Type TRUTH.TP TRUTH.FN QUERY.FP METRIC.Recall METRIC.Precision METRIC.F1_Score
INDEL 11233 23 62 0.997957 0.994734 0.996343
SNP 71272 61 22 0.999145 0.999692 0.999418

HG003:

Type TRUTH.TP TRUTH.FN QUERY.FP METRIC.Recall METRIC.Precision METRIC.F1_Score
INDEL 10595 33 54 0.996895 0.995155 0.996024
SNP 70144 22 19 0.999686 0.999729 0.999708

HG004:

Type TRUTH.TP TRUTH.FN QUERY.FP METRIC.Recall METRIC.Precision METRIC.F1_Score
INDEL 10967 33 53 0.997 0.995403 0.996201
SNP 71594 65 38 0.999093 0.99947 0.999281

Whole Exome Sequencing (Illumina)

Runtime

Runtime is on HG002/HG003/HG004 (all chromosomes).

Stage Wall time (minutes)
make_examples ~16m
call_variants for HG002 ~5m
call_variants for HG003 ~5m
call_variants for HG004 ~5m
postprocess_variants (parallel) ~1m
total ~32m

Accuracy

We report hap.py results on HG002/HG003/HG004 trio (chr20, using NIST v4.2.1 truth), which was held out while training.

HG002:

Type TRUTH.TP TRUTH.FN QUERY.FP METRIC.Recall METRIC.Precision METRIC.F1_Score
INDEL 34 0 0 1.0 1.0 1.0
SNP 670 2 0 0.997024 1.0 0.99851

HG003:

Type TRUTH.TP TRUTH.FN QUERY.FP METRIC.Recall METRIC.Precision METRIC.F1_Score
INDEL 29 0 0 1.0 1.0 1.0
SNP 683 2 0 0.99708 1.0 0.998538

HG004:

Type TRUTH.TP TRUTH.FN QUERY.FP METRIC.Recall METRIC.Precision METRIC.F1_Score
INDEL 32 1 0 0.969697 1.0 0.984615
SNP 676 3 0 0.995582 1.0 0.997786

How to reproduce the metrics on this page

For simplicity and consistency, we report runtime with a CPU instance with 64 CPUs For bigger datasets (WGS and PACBIO), we used bigger disk size (900G). This is NOT the fastest or cheapest configuration.

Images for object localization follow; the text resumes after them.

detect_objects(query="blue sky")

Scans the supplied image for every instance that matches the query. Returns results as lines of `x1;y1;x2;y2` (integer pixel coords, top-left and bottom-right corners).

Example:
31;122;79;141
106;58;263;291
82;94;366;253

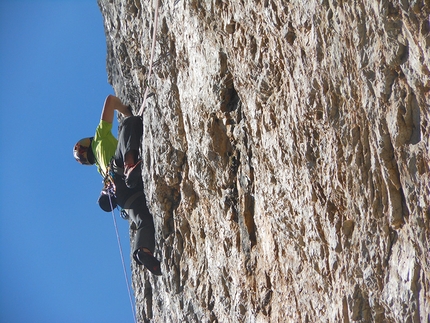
0;1;136;322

Use gcloud compute ssh to log in to the newly created instance.

Download and run any of the following case study scripts:

curl -O https://raw.githubusercontent.com/google/deepvariant/r1.5/scripts/inference_deeptrio.sh

# WGS
bash inference_deeptrio.sh --model_preset WGS

# WES
bash inference_deeptrio.sh --model_preset WES

# PacBio
bash inference_deeptrio.sh --model_preset PACBIO --bin_version 1.4.0

Runtime metrics are taken from the resulting log after each stage of DeepTrio. The runtime numbers reported above are the average of 5 runs each. The accuracy metrics come from the hap.py summary.csv output file. The runs are deterministic so all 5 runs produced the same output.